Os relatos acima retratam a percepção dos profissionais sobre os aspectos relacionados à gestão do trabalho em saúde, à formação do profissional de saúde e ao modelo de assistência
à saúde, necessários a uma prática de atenção integral.
Observamos que os profissionais da área médica (psiquiatra e pediatra) demonstraram menor necessidade de apoio de outros profissionais para o exercício de sua prática profissional. Sobre essa questão, percebemos que se mantém a centralidade do trabalho médico, em torno do qual outros trabalhos especializados se agregam. Também demonstraram um menor uso de informações de redes de apoio relacionadas à criança.
Os profissionais das áreas de fonoaudiologia e nutrição foram os que demonstraram uma maior necessidade de uma atuação profissional que abarcasse as múltiplas dimensões da saúde, mediante a participação de uma equipe cujas práticas fossem além do modelo biomédico, mediante um trabalho integrado e articulado entre áreas de saber afim. Nesse sentido, constatamos que os profissionais citados foram os que mais empreenderam esforços no sentido de manter um canal aberto entre família, escola, outros profissionais que assistem a criança e os mesmos.
A enfermeira, embora demonstrasse conhecimentos teóricos mais atualizados sobre a atenção integral, foi a que mais se manteve dentro de uma postura técnico-assistencial diante da criança.

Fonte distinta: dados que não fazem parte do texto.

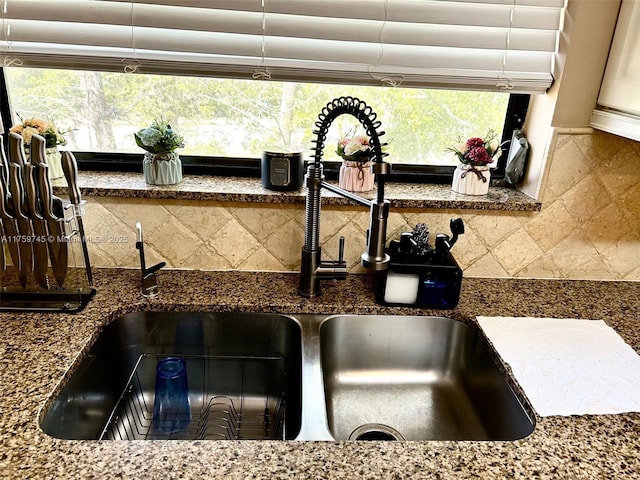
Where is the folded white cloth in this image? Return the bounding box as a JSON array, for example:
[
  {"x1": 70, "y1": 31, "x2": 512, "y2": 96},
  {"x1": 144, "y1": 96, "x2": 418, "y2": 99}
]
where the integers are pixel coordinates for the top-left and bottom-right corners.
[{"x1": 477, "y1": 317, "x2": 640, "y2": 417}]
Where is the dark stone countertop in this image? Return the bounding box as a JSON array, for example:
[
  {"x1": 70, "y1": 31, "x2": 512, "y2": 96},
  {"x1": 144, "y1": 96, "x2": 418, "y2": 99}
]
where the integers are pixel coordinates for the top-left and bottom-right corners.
[
  {"x1": 53, "y1": 172, "x2": 541, "y2": 211},
  {"x1": 0, "y1": 269, "x2": 640, "y2": 480}
]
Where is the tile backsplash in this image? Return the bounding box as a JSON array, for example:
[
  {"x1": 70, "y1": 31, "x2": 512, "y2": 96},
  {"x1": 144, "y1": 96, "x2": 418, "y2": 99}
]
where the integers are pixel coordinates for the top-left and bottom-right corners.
[{"x1": 85, "y1": 132, "x2": 640, "y2": 280}]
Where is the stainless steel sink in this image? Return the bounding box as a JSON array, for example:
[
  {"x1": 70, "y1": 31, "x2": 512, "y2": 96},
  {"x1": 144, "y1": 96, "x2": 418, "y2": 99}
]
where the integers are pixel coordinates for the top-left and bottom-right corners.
[
  {"x1": 40, "y1": 312, "x2": 534, "y2": 441},
  {"x1": 40, "y1": 312, "x2": 302, "y2": 440},
  {"x1": 320, "y1": 316, "x2": 534, "y2": 440}
]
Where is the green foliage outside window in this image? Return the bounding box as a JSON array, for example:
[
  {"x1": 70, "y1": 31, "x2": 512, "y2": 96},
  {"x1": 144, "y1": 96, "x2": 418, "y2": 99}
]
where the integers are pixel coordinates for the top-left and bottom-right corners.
[{"x1": 5, "y1": 68, "x2": 509, "y2": 165}]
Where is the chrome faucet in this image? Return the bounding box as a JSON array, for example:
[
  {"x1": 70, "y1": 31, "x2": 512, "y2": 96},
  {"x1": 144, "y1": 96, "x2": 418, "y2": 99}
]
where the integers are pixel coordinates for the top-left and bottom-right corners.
[
  {"x1": 136, "y1": 222, "x2": 166, "y2": 298},
  {"x1": 298, "y1": 97, "x2": 390, "y2": 297}
]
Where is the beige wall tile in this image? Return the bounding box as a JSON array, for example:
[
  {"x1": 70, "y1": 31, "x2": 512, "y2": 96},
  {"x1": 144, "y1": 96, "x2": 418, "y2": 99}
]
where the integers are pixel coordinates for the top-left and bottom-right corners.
[
  {"x1": 548, "y1": 228, "x2": 598, "y2": 278},
  {"x1": 562, "y1": 175, "x2": 611, "y2": 223},
  {"x1": 526, "y1": 200, "x2": 578, "y2": 252},
  {"x1": 492, "y1": 229, "x2": 544, "y2": 275}
]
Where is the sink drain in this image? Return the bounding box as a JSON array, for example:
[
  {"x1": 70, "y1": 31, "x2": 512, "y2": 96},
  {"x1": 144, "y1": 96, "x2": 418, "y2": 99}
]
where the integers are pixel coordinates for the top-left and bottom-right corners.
[{"x1": 349, "y1": 423, "x2": 406, "y2": 441}]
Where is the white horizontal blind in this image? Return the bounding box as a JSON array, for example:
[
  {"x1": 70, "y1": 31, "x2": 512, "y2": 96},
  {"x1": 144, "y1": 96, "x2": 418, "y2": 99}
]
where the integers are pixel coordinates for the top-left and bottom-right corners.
[{"x1": 0, "y1": 0, "x2": 565, "y2": 92}]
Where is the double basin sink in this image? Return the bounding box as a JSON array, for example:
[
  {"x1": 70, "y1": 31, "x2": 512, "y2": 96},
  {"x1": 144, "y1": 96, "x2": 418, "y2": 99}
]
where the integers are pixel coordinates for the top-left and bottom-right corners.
[{"x1": 40, "y1": 312, "x2": 535, "y2": 441}]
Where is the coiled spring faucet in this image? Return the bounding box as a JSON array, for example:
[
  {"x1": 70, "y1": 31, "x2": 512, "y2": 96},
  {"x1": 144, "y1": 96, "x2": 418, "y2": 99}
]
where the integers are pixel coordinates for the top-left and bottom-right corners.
[{"x1": 299, "y1": 97, "x2": 390, "y2": 297}]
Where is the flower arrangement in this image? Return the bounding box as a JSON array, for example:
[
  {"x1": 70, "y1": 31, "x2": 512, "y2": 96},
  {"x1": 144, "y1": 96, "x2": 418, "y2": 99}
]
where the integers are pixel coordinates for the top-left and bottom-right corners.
[
  {"x1": 336, "y1": 133, "x2": 372, "y2": 162},
  {"x1": 9, "y1": 114, "x2": 71, "y2": 148},
  {"x1": 133, "y1": 118, "x2": 184, "y2": 155},
  {"x1": 447, "y1": 131, "x2": 502, "y2": 167}
]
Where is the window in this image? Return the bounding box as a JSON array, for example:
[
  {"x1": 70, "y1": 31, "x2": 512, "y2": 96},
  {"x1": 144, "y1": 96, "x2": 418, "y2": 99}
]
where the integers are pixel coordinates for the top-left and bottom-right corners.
[
  {"x1": 0, "y1": 0, "x2": 565, "y2": 180},
  {"x1": 5, "y1": 68, "x2": 509, "y2": 166}
]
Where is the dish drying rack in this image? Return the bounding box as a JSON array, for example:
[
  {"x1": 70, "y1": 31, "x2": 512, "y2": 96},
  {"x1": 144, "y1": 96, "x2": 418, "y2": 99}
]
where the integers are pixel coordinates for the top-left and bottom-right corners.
[{"x1": 100, "y1": 354, "x2": 286, "y2": 440}]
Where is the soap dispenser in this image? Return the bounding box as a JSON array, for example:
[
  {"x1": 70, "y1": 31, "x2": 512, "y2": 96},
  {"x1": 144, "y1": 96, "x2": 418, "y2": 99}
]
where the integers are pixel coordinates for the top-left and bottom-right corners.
[{"x1": 377, "y1": 218, "x2": 464, "y2": 309}]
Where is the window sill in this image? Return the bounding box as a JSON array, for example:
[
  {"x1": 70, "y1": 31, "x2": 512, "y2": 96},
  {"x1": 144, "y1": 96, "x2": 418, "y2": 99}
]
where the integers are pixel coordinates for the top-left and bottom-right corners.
[{"x1": 53, "y1": 171, "x2": 542, "y2": 212}]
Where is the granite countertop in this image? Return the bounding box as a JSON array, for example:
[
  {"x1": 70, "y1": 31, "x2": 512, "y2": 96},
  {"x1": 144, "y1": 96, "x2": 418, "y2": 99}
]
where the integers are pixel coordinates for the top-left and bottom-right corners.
[
  {"x1": 53, "y1": 171, "x2": 542, "y2": 211},
  {"x1": 0, "y1": 269, "x2": 640, "y2": 479}
]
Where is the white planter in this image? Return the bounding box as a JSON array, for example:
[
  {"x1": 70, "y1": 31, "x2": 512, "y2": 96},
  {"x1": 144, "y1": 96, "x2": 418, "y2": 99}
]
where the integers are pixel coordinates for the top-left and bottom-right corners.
[
  {"x1": 451, "y1": 163, "x2": 491, "y2": 195},
  {"x1": 338, "y1": 160, "x2": 375, "y2": 192},
  {"x1": 142, "y1": 152, "x2": 182, "y2": 185}
]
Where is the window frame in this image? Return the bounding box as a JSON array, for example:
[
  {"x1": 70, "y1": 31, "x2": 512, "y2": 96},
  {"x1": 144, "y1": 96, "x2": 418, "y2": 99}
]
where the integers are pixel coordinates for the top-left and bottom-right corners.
[{"x1": 0, "y1": 67, "x2": 531, "y2": 183}]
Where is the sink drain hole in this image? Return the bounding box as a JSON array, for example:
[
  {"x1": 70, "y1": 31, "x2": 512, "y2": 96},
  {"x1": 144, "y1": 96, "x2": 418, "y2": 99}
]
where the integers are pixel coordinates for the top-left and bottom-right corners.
[{"x1": 349, "y1": 423, "x2": 405, "y2": 441}]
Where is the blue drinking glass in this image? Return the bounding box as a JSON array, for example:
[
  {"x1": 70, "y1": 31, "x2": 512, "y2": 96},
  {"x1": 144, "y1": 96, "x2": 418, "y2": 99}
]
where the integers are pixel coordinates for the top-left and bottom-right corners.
[{"x1": 153, "y1": 357, "x2": 191, "y2": 434}]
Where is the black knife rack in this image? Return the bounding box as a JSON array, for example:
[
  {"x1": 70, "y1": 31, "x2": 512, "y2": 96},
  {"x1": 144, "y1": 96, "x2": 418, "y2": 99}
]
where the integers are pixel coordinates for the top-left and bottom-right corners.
[{"x1": 0, "y1": 138, "x2": 96, "y2": 313}]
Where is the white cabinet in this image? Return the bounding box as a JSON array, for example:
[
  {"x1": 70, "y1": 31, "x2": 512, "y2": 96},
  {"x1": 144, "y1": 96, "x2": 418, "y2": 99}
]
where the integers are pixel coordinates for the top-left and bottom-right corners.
[{"x1": 591, "y1": 0, "x2": 640, "y2": 140}]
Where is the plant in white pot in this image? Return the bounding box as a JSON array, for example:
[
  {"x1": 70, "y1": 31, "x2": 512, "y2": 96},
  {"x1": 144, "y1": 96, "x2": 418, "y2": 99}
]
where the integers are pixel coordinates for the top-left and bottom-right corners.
[
  {"x1": 9, "y1": 114, "x2": 71, "y2": 178},
  {"x1": 133, "y1": 119, "x2": 184, "y2": 185},
  {"x1": 336, "y1": 133, "x2": 375, "y2": 192},
  {"x1": 447, "y1": 131, "x2": 502, "y2": 195}
]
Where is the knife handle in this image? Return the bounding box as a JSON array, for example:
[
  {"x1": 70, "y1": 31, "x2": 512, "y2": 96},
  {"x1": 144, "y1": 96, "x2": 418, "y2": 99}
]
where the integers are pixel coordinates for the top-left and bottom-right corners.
[
  {"x1": 24, "y1": 164, "x2": 43, "y2": 220},
  {"x1": 36, "y1": 164, "x2": 60, "y2": 221},
  {"x1": 9, "y1": 163, "x2": 28, "y2": 220},
  {"x1": 0, "y1": 174, "x2": 13, "y2": 221},
  {"x1": 9, "y1": 132, "x2": 27, "y2": 168},
  {"x1": 60, "y1": 150, "x2": 82, "y2": 205},
  {"x1": 0, "y1": 135, "x2": 9, "y2": 191},
  {"x1": 30, "y1": 135, "x2": 47, "y2": 165}
]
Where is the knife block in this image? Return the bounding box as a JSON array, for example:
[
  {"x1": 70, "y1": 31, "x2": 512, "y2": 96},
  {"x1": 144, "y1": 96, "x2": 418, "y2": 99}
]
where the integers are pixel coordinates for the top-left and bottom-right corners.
[
  {"x1": 377, "y1": 253, "x2": 462, "y2": 309},
  {"x1": 0, "y1": 199, "x2": 96, "y2": 313}
]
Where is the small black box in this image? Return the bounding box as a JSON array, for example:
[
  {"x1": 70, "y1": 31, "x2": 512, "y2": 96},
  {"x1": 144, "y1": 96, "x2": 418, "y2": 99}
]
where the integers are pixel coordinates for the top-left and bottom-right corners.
[{"x1": 377, "y1": 253, "x2": 462, "y2": 309}]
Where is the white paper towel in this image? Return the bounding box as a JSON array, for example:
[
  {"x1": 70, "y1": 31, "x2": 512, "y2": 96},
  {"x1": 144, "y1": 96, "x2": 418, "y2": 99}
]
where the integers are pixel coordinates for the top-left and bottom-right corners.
[{"x1": 477, "y1": 317, "x2": 640, "y2": 417}]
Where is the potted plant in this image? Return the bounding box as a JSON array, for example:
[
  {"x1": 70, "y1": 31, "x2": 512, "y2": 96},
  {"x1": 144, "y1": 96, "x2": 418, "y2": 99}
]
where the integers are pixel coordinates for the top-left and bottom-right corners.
[
  {"x1": 336, "y1": 133, "x2": 375, "y2": 192},
  {"x1": 447, "y1": 131, "x2": 502, "y2": 195},
  {"x1": 133, "y1": 119, "x2": 184, "y2": 185},
  {"x1": 9, "y1": 114, "x2": 71, "y2": 178}
]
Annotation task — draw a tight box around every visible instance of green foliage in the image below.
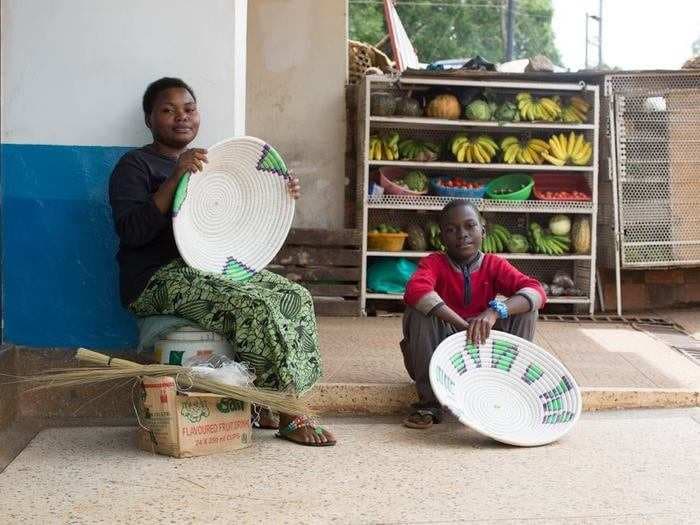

Seguindo essa lógica, percebemos que as barreiras apresentadas pela organização do trabalho em saúde no departamento médico – desfavorecendo a atenção integral à saúde da criança – serviram de amarras para as suas ações em saúde em direção à integralidade da assistência.
Os participantes da pesquisa reconheceram a importância e relevância do tema atenção integral à saúde da criança, contudo, expressaram que a aplicabilidade do mesmo em seu local de trabalho implica o reconhecimento de tal importância pelos gestores do setor. Entretanto, concordamos com Campos (2006), quando o mesmo afirma que a integralidade da atenção também está associada ao saber do profissional de saúde, ao considerar as condições de vida e as concepções culturais de cada paciente, reconhecendo a influência das dimensões do social e do subjetivo na história da doença do mesmo, e, com isso, exerce suas ações em saúde com base nesse conhecimento.
Conquanto o reconhecimento da importância da família e escola na vida da criança por parte de alguns profissionais, as mesmas não foram suficientemente abordadas nas verbalizações. O mesmo ocorreu em relação aos aspectos psíquicos envolvidos no desenvolvimento infantil, como também sobre os processos de subjetivação presentes no trabalho em saúde. Tal dado sugere que a percepção dos profissionais entrevistados sobre a
atenção integral ainda encontra-se centrada no corpo e na doença da criança.
Por fim, este estudo, além de contribuir para o conhecimento da perspectiva de profissionais sobre a atenção integral à saúde da criança, busca promover uma reflexão sobre o tema pelos trabalhadores de saúde. Com isso, cremos que os mesmos poderão nortear suas ações sob o prisma do modelo biopsicossocial de atenção à saúde.
Em relação a estudos futuros, consideramos importantes aqueles em que outras áreas de atuação sejam contempladas, como a psicologia, psicopedagogia, fisioterapia e outras tantas presentes no universo do trabalho em saúde.